The shortcut then initiates PowerShell commands that re-extract the ZIP file and run a hidden "start.bat" script, which presents the victim with a fictitious error message to make it appear as though the survey link is broken. However, in the background, it installs the QEMU virtual Linux environment known as PivotBox, which has the Chisel tunneling tool preinstalled and allows remote access to the host as soon as the QEMU instance is started.
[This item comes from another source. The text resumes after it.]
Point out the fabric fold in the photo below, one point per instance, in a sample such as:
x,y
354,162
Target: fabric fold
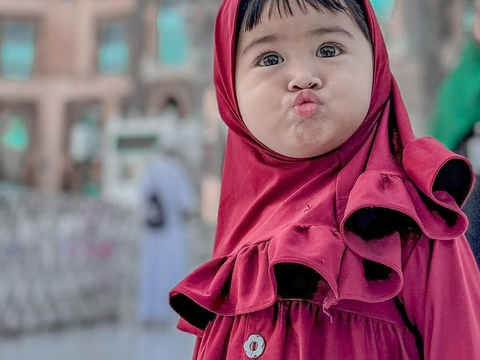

The binary looks to be a pre-configured Chisel client that uses websockets to establish a connection to a remote command-and-control (C2) server. By using this method, the attackers successfully turn this Chisel client into a complete backdoor, allowing remote command-and-control traffic to enter and exit the Linux system. The development is just one of many ever-changing strategies that threat actors employ to target organizations and hide malicious activity.

Impact

• Unauthorized Access
• Command Execution
• Security Bypass

Indicators of Compromise

MD5

• 48e724267c0ee221374ef1f2a75b2ea0
• f5008036fce8b2846b800fc98c72f503
• 581683ba2214271545456e870a09015d
• aafa9962dff918200496bf43fdf91101
• 6bda1bf74b65c81b0d685cec79715079
• 8764158da1985748ecce453c97ec4d24
• 7341cbac6caa49d7160676a1abf5acbf
• 7d46699f5319039c18f70e43f829eb02

SHA-256

• ce26aac9ba7be60bfb998ba6add6b34da5a68506e9fea9844dc44bafe3cab676
• 0618bb997462f350bc4402c1a5656b38bedc278455823ac249fd5119868d3df4
• 002f9cd9ffa4b81301d003acd9fb3fbba1262e593b4f2e56a085b62a50e76510
• bc7a34379602f9f061bdb94ec65e8e46da0257d511022a17d2555adbd4b1dd38
• 3e6a47da0a226a4c98fb53a06ec1894b4bfd15e73d0cea856b7d2a001cada7e9
• 9a33ea831edf83cb8775311963f52299f1488a89651bd3471cc8f1c70f08a36c
• 82a9747485fdd60360d28cd73671f171a8312b7d68b26fe1e2d472eb97c4fe59
• f4229128ef642d299f7ab5fbcb6de75a17d12f30f22a3985044c8b1b44f1768f

SHA1

• 975f31410b9aa42f6ce90bd016bef186d88b4b26
• a1193516a5b55b5e44b9caf5801858d9741c2ec3
• 9f2ac0574abd7e5ea9c29fddef948bf6e0967e26
• bfb8e745fd17dd2a72453f311b7697f11ab87025
• 888d9beb279870a3b639213e49585e50bdc1426a
• 70d151b6d580ad416f265b2fd546ab94c0ecd4ff
• ac01ed52d2050c845a2fe688f9760b1b6ddf0bf5
• ab1b10c8b089f5c0745f8ae634da4991fbd923dc

URL

• http://github.com/yaniraenrica/testing/raw/main/resolvd.zip
• http://github.com/rustyshackleford72/testing/raw/main/cheezel-client
• http://github.com/gregtunny/data/raw/refs/heads/main/ch.zip
• http://forum.hestiacp.com/uploads/default/original/2X/9/9aae76309a614c85f880512d8fe7df158fec52cc.png

Remediation

• Block all threat indicators at your respective controls.
• Search for indicators of compromise (IOCs) in your environment utilizing your respective security controls.
• Never trust or open links and attachments received from unknown sources/senders.
• Implement multi-factor authentication to add an extra layer of security to login processes.
• Regularly monitor network activity for any unusual behavior, as this may indicate that a cyberattack is underway.
• Organizations need to stay vigilant and follow best practices for cybersecurity to protect their systems and data from potential threats. This includes regularly updating software and implementing strong access controls and monitoring tools.
• Develop a comprehensive incident response plan to respond effectively in case of a security breach or data leakage.
• Maintain regular backups of critical data and systems to ensure data recovery in case of a security incident.
• Adhere to security best practices, including the principle of least privilege, and ensure that users and applications have only the necessary permissions.
• Establish a robust patch management process to ensure that security patches are evaluated, tested, and applied promptly.
• Conduct security audits and assessments to evaluate the overall security posture of your systems and networks.
• Implement network segmentation to contain and isolate potential threats to limit their impact on critical systems.